UMLS Metathesaurus Loader for Apache Derby

Posted 1/9/2008

The UMLS Metathesaurus provides for the generation of db schema and load scripts via MetamorphoSys for Oracle and MySql (and maybe others).

Here's a simple utility for loading into Apache Derby. Since this utility is pure JDBC, about the only thing one needs to do for use with another db is change the driver and maybe tweak the data types as the SQL is quite basic. Would have been a really good idea to put the driver connection into a config file!

Derby is very nice for experimental programming since you only need a jar file to use the embedded driver.

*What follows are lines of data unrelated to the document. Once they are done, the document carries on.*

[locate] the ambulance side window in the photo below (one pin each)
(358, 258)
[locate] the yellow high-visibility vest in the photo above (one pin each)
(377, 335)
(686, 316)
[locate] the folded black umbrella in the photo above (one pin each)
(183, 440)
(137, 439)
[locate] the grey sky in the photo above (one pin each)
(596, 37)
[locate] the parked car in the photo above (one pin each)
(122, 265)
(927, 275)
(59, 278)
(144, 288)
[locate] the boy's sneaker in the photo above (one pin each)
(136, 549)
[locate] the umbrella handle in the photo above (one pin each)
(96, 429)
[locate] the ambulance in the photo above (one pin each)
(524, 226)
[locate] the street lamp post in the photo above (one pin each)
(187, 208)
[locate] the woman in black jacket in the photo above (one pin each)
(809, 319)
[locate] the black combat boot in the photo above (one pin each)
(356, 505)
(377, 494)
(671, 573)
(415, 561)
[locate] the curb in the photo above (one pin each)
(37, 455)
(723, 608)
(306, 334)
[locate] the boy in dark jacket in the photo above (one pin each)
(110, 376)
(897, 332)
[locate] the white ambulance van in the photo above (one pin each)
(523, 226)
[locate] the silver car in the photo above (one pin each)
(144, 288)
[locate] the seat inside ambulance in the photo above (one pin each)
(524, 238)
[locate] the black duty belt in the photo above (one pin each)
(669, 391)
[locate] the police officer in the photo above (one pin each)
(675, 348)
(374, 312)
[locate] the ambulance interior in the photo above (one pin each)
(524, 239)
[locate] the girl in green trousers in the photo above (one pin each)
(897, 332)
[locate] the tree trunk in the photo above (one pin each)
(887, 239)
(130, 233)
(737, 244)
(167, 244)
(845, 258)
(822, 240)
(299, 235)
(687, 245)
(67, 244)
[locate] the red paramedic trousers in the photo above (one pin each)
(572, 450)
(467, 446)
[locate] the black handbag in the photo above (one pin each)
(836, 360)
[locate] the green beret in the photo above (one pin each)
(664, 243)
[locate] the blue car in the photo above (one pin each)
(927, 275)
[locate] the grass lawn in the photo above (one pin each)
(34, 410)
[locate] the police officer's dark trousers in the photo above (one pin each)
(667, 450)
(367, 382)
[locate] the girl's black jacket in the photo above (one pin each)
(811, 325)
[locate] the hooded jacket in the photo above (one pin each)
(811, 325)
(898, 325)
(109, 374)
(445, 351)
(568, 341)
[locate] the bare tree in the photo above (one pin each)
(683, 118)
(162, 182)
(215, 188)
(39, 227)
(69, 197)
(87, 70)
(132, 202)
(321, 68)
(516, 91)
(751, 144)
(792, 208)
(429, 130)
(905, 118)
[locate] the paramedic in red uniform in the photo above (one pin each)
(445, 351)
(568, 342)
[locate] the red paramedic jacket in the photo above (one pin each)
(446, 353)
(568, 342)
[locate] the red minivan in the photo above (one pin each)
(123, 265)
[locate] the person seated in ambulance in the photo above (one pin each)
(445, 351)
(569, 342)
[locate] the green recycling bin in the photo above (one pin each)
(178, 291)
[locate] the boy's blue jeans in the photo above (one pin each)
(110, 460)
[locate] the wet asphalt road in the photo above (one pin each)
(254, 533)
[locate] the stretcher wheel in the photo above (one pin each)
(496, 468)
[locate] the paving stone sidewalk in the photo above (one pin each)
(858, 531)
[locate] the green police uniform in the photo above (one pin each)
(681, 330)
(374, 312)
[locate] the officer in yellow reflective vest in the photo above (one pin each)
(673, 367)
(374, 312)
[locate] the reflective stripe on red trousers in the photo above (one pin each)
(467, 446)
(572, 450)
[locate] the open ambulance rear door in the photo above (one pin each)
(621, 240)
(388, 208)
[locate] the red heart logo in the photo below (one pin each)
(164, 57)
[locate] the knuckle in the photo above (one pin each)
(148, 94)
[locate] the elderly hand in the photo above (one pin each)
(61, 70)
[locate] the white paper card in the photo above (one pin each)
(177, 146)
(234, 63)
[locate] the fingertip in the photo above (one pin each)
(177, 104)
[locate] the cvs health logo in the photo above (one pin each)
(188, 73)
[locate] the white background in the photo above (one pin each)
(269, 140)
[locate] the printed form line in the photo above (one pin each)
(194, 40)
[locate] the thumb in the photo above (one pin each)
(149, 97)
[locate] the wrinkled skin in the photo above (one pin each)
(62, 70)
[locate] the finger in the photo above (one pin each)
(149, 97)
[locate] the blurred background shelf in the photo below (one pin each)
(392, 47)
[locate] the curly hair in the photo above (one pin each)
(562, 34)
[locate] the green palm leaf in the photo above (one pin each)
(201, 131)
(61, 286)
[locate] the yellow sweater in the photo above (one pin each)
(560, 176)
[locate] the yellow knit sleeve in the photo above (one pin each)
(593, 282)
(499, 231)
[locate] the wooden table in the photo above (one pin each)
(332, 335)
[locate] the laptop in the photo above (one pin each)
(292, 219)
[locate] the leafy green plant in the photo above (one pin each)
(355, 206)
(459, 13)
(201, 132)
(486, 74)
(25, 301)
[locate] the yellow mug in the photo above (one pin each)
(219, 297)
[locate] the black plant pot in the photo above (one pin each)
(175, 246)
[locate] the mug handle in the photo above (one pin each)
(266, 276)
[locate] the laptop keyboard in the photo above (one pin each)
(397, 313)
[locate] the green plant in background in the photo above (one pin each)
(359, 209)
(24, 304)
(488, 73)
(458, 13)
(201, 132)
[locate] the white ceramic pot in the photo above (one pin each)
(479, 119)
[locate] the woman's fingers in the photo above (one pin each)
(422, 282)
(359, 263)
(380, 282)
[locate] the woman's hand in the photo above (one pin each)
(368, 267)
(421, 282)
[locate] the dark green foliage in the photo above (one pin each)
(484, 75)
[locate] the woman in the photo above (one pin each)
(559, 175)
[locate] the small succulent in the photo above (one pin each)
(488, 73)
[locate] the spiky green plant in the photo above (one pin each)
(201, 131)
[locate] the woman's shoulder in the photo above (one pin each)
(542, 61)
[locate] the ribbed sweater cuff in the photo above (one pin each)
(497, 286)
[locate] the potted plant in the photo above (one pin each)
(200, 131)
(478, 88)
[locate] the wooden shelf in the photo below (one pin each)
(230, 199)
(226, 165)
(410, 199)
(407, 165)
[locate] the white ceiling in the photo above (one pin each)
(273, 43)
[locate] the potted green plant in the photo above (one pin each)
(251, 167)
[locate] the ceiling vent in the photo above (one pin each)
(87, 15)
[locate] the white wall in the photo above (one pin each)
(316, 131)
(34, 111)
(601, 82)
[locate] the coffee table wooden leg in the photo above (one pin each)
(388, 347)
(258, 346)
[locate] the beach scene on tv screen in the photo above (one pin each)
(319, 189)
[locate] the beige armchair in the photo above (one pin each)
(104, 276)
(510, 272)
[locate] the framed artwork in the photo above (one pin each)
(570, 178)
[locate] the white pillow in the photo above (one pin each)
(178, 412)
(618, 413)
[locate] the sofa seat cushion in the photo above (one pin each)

You can browse the Javadoc here.

This software is made available under the terms of the GNU General Public License v3.0 available at http://www.gnu.org/licenses/gpl.html
The download is here.There is a sample config file, the Derby JDBC driver, and a sample bat file. The source is in the jar file.


The schema generation and data loader reads MRFILES and MRCOLS to derive the data structures. It just skips over any files not present in the data directory. So if you want to only load some of the files generated by MMSYS you have two choices, either remove the files from the data directory or edit MRFILES and delete the line corresponding to the file you wish to omit.

The Loader main takes one argument - the name of a config file.

This config file contains the following properties:

  • data_dir - the directory containing the RRF files
  • schema - the Derby schema name
  • derby home - the directory to store the Derby db
  • mfiles_indexes - a pipe delimited file where each line contains a mrfile and a comma delimited list of columns to index similar to mrfiles format

Say you've created a SNOMED and ICD9 subset using MMSys, and say those files are in C:/data/umls/2007AC/META snomed/.

Your UmlsLoader.properties file might look like this:

data_dir = c:/data/umls/2007AC/META snomed/
schema = umls-snomed
derby_home = c:/ddb
mrfiles_indexes = c:/data/2007AC/META snomed/indexes.txt 

This was devloped for use on another project and has not been tested beyond the scope of that project. In particular, the focus was on SNOMED and ICD9, limited to the MRCON and MRRELS files.

Handles UTF-8 and assumes that's the character set for the data files.

Uses MRFILES row count to validate the integrity of the load.

Started out by extending RichMRMetamorphoSysOutputStream in the MMSYS source, but that required tweaking the visibility of some members on that class and the indexing was hard coded. So switched to reading the MRFILES and MRCOLS directly, and put the index specification in a config file.

Release notes:

Version 0.01

Initial release.